SMEs have the most to lose from getting this wrong
New Zealand’s business landscape is overwhelmingly small. Stats NZ data indicates that the vast majority of the country’s enterprises are SMEs without dedicated legal or privacy counsel. A financial penalties regime modelled on the EU or Australian approach without careful calibration for organisational size could impose compliance costs that dwarf the actual privacy risk.

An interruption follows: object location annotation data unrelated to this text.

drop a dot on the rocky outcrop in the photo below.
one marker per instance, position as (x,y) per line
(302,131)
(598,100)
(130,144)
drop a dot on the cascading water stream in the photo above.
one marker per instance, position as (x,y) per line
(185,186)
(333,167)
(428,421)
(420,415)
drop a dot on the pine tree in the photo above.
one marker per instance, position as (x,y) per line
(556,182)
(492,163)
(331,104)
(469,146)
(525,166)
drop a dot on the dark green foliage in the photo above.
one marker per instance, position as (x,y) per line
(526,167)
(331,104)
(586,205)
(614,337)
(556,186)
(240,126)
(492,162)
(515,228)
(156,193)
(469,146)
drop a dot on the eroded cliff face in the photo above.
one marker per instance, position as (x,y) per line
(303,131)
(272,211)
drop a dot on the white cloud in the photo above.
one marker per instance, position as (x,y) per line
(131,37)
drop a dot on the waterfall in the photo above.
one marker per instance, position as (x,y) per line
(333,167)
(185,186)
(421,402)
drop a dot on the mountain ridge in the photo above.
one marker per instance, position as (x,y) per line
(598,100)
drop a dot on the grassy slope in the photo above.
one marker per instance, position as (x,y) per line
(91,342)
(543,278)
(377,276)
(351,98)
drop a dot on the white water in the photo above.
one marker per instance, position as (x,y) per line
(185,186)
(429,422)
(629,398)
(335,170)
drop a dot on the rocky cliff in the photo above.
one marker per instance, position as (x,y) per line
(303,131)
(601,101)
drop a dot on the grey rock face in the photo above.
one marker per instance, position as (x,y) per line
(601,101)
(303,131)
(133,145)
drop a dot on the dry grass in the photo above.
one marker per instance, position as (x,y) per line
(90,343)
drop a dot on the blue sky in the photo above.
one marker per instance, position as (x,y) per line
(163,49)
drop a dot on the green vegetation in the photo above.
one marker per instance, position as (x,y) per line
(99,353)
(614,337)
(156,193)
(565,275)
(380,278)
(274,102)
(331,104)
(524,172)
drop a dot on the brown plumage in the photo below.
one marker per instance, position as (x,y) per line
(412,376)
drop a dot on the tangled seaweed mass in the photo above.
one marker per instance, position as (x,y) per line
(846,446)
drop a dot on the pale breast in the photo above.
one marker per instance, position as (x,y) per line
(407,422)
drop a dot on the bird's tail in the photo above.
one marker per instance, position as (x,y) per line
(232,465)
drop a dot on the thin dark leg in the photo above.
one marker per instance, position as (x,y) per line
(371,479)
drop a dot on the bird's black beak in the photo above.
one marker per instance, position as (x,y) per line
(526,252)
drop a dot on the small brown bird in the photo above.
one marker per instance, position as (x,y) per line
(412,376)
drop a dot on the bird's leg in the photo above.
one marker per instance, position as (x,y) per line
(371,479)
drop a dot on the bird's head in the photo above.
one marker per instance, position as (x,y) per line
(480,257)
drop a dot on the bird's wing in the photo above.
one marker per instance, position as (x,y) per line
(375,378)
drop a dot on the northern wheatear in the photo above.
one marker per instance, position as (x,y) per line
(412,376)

That is the centre-right concern here, and it is legitimate. The principle of penalty powers is sound. Voluntary compliance backed by nothing more than reputational risk has demonstrably failed to keep pace with the data environment. But the design matters enormously. Any regime needs proportionate calibration by business size and breach severity, transparent enforcement criteria, safe harbour provisions for organisations with genuine compliance programmes, and a reasonable transition period.
Businesses that wait for legislation before acting will pay the highest price. The smart move is to treat the Commissioner’s public advocacy as a governance signal, not a distant policy discussion.
What to do before the law forces your hand
Practical steps are not complicated, but they require executive attention. Map what personal information your organisation holds, where it sits, who can access it, and how long you keep it. If you lack a documented breach response plan, you are already non-compliant with the mandatory notification requirements that have been in force since December 2020. Any new AI tool or product rollout should include a privacy impact assessment before deployment. Third-party data processors, from cloud providers to marketing platforms, are your liability, and contracts should reflect that.
Most importantly, privacy needs to move from the IT department to the board agenda. When penalty powers arrive, and the regulatory trajectory suggests they will, the directors who never asked the question will be the ones explaining why to shareholders.